Несоразмерно огромное существо подошло поближе, склонилось, словно принюхиваясь.
— Вот видишь, я сказал правду. А боль — это хорош-ш-шо, запомни ее, теперь она — твой спутник и твой дар. Да, за все надо платить, — черный коготь коснулся беззащитной шеи, натянул кожу до предела. Человек дышал хрипло, с трудом заглатывая воздух резкими вдохами, в глазах его мелькнули ненависть и страх, но тут же погасли. — Я приду за ответом, — красноглазый отстранился. — Буду ждать твоего решения.
***
Больно.
Боль ворвалась в сознание, вывернув его наизнанку, стирая остатки сна, обрывки мыслей и грез, лишая возможности вздохнуть, не давая закричать.
Мышцы свело судорогой, сила наполнила каналы до предела, стремясь на волю, желая только одного: свободы. Перед глазами поплыло алое марево, щедро разукрашенное цветными сполохами.

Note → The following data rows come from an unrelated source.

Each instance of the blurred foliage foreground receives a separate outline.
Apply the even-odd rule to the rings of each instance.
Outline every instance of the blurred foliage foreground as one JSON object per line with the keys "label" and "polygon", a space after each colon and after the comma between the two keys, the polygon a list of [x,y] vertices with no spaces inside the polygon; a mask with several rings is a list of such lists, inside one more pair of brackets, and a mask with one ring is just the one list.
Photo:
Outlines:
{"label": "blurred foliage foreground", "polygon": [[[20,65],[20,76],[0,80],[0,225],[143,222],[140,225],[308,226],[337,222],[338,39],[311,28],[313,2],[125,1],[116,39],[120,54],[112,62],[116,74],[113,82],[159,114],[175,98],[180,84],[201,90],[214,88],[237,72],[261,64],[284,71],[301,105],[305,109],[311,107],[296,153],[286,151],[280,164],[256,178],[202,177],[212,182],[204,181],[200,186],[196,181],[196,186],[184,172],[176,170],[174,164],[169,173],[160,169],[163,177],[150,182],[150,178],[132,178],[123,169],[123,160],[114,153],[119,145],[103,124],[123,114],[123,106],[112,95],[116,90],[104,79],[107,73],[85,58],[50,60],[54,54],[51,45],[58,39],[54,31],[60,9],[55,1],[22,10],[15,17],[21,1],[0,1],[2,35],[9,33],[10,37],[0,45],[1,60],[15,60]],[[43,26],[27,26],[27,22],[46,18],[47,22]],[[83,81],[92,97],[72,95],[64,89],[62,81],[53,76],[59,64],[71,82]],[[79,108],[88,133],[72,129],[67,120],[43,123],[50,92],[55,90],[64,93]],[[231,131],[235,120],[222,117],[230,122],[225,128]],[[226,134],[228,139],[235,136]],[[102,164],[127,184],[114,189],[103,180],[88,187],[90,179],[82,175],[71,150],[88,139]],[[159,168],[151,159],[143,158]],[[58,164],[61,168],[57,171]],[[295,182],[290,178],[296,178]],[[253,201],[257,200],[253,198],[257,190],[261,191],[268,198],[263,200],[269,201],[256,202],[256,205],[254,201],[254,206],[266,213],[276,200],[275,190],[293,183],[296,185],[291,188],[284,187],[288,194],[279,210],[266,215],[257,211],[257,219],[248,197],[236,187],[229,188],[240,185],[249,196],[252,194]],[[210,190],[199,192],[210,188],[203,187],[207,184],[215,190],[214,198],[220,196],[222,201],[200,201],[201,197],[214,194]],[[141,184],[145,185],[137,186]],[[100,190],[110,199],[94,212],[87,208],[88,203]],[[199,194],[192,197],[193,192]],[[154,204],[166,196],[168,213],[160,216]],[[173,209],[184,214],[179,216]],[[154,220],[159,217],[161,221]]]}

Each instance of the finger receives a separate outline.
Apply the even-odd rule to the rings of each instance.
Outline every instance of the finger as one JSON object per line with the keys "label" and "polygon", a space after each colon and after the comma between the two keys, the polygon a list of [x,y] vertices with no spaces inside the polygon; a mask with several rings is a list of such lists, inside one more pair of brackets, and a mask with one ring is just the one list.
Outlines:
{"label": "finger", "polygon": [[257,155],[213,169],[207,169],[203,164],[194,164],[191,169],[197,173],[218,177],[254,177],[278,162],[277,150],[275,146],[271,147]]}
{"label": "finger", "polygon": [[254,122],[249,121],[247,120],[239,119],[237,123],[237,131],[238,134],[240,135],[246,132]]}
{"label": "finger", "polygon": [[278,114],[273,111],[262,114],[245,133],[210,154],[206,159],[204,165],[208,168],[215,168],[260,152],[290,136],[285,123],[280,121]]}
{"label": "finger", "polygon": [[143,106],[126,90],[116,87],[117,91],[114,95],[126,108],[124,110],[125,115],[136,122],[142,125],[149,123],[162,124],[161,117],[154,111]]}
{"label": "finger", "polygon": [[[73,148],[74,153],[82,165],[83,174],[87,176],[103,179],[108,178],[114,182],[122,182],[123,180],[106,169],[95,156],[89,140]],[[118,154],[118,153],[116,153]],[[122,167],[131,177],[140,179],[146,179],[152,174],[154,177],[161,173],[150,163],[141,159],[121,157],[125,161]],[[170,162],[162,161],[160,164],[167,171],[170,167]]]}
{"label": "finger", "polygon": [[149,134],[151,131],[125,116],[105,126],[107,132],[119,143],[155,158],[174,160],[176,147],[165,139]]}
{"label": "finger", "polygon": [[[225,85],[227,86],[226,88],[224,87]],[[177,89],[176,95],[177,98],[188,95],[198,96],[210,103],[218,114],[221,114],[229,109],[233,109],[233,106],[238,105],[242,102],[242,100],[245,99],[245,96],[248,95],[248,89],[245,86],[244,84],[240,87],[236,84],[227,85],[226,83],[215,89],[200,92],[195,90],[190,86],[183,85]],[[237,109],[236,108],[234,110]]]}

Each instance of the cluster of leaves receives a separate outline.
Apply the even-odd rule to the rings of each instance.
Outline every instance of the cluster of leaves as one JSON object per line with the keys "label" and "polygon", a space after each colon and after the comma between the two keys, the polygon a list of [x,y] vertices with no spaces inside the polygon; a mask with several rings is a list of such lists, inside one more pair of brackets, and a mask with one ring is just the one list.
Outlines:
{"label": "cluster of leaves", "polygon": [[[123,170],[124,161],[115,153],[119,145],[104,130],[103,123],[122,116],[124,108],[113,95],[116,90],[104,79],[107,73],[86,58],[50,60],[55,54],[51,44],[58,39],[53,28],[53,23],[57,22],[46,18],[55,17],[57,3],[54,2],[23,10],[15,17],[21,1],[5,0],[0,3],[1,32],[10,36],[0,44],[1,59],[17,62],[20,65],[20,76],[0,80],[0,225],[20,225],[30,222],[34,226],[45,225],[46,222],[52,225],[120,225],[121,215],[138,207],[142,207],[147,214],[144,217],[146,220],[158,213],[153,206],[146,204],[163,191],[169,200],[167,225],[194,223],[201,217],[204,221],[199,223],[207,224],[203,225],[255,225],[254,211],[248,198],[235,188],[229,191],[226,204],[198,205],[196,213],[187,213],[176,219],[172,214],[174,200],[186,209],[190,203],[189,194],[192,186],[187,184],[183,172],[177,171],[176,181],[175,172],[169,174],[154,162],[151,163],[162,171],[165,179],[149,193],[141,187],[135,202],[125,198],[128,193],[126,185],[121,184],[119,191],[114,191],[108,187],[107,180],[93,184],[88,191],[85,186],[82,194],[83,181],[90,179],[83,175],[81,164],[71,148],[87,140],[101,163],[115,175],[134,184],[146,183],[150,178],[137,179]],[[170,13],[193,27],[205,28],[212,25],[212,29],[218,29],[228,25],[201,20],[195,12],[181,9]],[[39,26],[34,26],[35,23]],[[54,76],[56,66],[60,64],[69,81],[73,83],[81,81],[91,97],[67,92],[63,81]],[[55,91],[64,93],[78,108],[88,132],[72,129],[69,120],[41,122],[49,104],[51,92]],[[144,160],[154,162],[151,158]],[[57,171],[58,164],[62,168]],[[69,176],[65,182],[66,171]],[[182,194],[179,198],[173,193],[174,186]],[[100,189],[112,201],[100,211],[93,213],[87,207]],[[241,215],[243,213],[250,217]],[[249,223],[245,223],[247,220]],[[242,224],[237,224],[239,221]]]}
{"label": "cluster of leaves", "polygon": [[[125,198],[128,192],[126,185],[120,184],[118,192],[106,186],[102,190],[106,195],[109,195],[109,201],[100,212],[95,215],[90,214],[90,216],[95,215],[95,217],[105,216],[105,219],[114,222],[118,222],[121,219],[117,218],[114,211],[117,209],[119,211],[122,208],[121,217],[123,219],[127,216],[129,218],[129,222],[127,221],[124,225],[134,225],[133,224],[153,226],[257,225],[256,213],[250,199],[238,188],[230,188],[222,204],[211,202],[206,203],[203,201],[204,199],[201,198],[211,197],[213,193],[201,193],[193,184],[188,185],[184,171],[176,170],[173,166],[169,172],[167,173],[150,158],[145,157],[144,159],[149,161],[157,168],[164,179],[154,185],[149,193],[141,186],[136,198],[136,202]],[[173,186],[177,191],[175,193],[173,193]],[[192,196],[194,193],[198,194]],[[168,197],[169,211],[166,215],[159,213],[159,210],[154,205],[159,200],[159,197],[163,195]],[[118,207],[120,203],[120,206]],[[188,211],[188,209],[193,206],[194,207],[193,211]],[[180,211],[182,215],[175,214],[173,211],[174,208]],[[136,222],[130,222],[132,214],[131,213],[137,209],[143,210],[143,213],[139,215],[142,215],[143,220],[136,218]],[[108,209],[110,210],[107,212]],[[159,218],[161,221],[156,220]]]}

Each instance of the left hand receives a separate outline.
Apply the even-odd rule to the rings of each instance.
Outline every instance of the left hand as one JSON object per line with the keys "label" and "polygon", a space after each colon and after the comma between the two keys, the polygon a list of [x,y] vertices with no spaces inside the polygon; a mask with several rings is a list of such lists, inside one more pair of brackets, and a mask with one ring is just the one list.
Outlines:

“Удержать! Я должен удержать ее!” — Илияс изо всех сил потянулся к ускользающей магии, жестко закручивая вырвавшиеся потоки в плотные сгустки, сияющие всеми цветами радуги. Нехотя, медленно, с упрямством старого мула, она подчинилась, сперва покорно принимая нужную форму, а потом и вовсе растворяясь в предрассветной мгле.
Илияс обессилено рухнул на спину, рассматривая резной потолок комнаты, складки легкого шелка на балдахине, прозрачные утренние сумерки за окном. Верховного жреца колотило от только что пережитого, по телу гуляли отголоски спазмов, на лбу выступил холодный липкий пот.
— Что случилось? — услышал он сонный голос. — Ты кричал. Что это было? И как ты оказался на полу?
С края ложа на него смотрела женщина. Не слишком молодая, с выразительными крупными чертами лица, до безумия родная, взъерошенная и перепуганная от того, что ее сон был прерван таким странным образом
Илияс только тут сообразил, что лежит на полу. Жрец приподнялся, стараясь не кривиться от боли. Впрочем, женщина уже скользнула к нему, подала руку, помогла сесть, ласково обхватила его лицо ладонями. Ее золотисто-карие глаза смотрели внимательно, пробирая до глубины души, как и всегда.
— Прости, что напугал, — Илияс поймал ее руку и поцеловал кончики пальцев, прижался лицом к нежной ладони, вдыхая чуть уловимый запах лаванды. — Опять сны, сила рвется на свободу. Как же я устал от этого!
— Ты должен отдохнуть, — она мягко поцеловала его в лоб. — Этот храм сделает то, что не удалось всей тайной службе Сабира: добьет тебя. Ты истощен морально, плохо спишь, почти не ешь, еще и кошмары эти…
— Я должен, — он тяжело вздохнул и потер глаза. — Сама видишь, что происходит. Если не восстановлю жилы, то только небо знает, что нас ждет.